Mr. Tibergien said Pershing’s offering is aimed at helping brokers systematically think through their alternatives and resolve the numerous business challenges they present.
Like other custody firms, Pershing has developed an online business model evaluator as well as a financial modality tool generating profit-and-loss and cash flow projections.
It also is offering what it says is “confidential access” to compliance, benefits, financing and other specialists.
Although the big-brokerage model has been under strain since the collapse of such powerhouse brokerage firms as New York’s The Bear Stearns Cos. Inc. and Lehman Brothers Holdings last summer and early fall, the number of brokers rushing to independent channels to date has been moderate.
That’s because the unprecedented market volatility and uncertainties about the length of the recession have made them more tentative about the already challenging issues of setting up new practices and asking clients to follow them, several advisers said.

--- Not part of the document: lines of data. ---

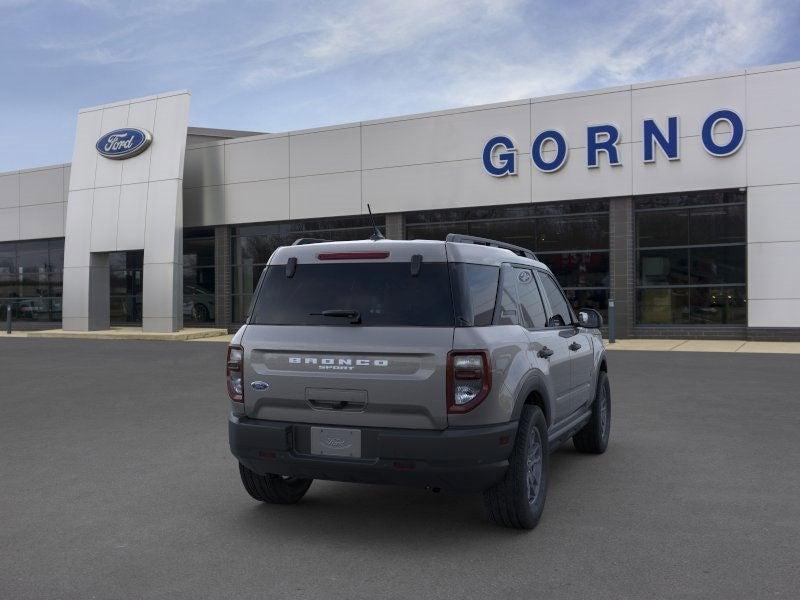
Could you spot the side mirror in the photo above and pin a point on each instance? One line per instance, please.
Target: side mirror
(590, 318)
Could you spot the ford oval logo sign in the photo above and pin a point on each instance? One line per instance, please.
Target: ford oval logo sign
(123, 143)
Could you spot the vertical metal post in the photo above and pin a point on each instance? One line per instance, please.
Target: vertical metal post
(612, 318)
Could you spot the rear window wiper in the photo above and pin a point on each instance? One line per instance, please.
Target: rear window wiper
(345, 313)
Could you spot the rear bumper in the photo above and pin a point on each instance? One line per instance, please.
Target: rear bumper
(457, 459)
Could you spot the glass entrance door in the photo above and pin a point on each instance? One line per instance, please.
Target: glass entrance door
(126, 287)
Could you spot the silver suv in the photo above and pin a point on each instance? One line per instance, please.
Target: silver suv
(454, 365)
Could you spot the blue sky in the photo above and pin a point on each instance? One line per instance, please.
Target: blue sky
(282, 65)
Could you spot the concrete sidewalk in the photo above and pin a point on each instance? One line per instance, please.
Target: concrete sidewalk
(222, 336)
(706, 346)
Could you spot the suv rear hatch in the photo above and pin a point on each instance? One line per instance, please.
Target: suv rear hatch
(351, 334)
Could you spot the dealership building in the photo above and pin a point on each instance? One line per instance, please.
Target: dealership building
(677, 200)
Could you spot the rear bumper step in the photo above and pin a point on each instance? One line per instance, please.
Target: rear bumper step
(456, 459)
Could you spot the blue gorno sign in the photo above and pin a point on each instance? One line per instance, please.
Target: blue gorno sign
(123, 143)
(500, 152)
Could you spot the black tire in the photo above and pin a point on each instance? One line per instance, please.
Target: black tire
(593, 437)
(511, 503)
(273, 489)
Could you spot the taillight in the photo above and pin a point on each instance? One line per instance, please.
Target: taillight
(469, 379)
(234, 372)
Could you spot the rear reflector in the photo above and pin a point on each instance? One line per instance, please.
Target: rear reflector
(352, 255)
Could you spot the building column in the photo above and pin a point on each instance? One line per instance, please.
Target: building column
(222, 276)
(395, 226)
(86, 302)
(621, 264)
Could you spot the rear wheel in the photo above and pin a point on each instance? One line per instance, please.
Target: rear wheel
(593, 437)
(518, 500)
(273, 489)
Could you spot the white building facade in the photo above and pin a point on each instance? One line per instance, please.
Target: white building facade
(677, 200)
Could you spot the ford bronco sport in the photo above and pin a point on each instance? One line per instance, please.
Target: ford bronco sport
(454, 365)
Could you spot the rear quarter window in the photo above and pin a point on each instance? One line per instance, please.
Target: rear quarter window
(474, 292)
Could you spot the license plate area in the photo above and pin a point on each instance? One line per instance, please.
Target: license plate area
(334, 441)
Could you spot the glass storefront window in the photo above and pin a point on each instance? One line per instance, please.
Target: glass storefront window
(199, 277)
(691, 259)
(572, 238)
(30, 279)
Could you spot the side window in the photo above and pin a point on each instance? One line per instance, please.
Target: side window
(558, 304)
(530, 301)
(507, 305)
(474, 292)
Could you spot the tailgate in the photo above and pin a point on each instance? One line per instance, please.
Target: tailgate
(345, 375)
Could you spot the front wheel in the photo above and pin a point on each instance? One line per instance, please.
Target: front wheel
(593, 437)
(273, 489)
(518, 500)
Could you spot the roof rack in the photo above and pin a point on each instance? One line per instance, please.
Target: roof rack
(471, 239)
(304, 241)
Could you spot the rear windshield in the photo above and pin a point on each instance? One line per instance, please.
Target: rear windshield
(384, 294)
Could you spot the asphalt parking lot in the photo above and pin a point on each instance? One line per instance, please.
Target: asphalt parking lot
(116, 482)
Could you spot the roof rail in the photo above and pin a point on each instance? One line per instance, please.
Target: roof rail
(472, 239)
(304, 241)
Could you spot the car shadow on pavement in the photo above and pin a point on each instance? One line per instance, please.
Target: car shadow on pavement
(345, 512)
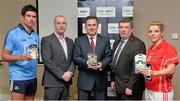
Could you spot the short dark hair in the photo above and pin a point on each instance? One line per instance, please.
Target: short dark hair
(127, 19)
(28, 8)
(91, 17)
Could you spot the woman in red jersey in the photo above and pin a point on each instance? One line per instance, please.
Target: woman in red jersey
(162, 58)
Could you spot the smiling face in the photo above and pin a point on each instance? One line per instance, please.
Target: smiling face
(155, 32)
(125, 30)
(29, 19)
(91, 27)
(60, 24)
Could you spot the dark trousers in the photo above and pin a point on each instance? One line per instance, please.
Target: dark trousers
(86, 95)
(136, 96)
(56, 93)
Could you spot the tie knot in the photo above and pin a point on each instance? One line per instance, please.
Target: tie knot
(122, 41)
(92, 38)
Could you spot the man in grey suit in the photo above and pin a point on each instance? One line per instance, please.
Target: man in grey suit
(92, 72)
(57, 54)
(129, 86)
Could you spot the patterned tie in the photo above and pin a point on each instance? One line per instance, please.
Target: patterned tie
(117, 53)
(92, 45)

Inertia is the easiest course for many brokers to take, and they also have an array of choices to make in choosing alternative models.
Mr. Tibergien said he expects about one-third of so-called breakaway brokers over the next few years to join independent broker-dealers that let brokers keep more commission than wirehouses, and another third to join or create fee-based RIAs.
The final third aren’t really breakaway, he said, because they are likely to simply move from one wirehouse to another.
Pershing has been talking with about 100 teams of wirehouse brokers with close to $24 billion of client assets, a firm official said last week, while a Schwab executive said his firm has about 400 prospects with some $35 billion under management in its channels.
Conversion rates, however, have been slow.
Every big brokerage firm has 50 to100 teams of brokers with the right temperament and client franchise to go independent, said Rudy Adolf, chief executive of New York-based Focus Financial Partners LLC, which helps finance new RIA practice. However, it can take as long as six to 12 months for wirehouse veterans to make a decision about moving and another half year to set up the move.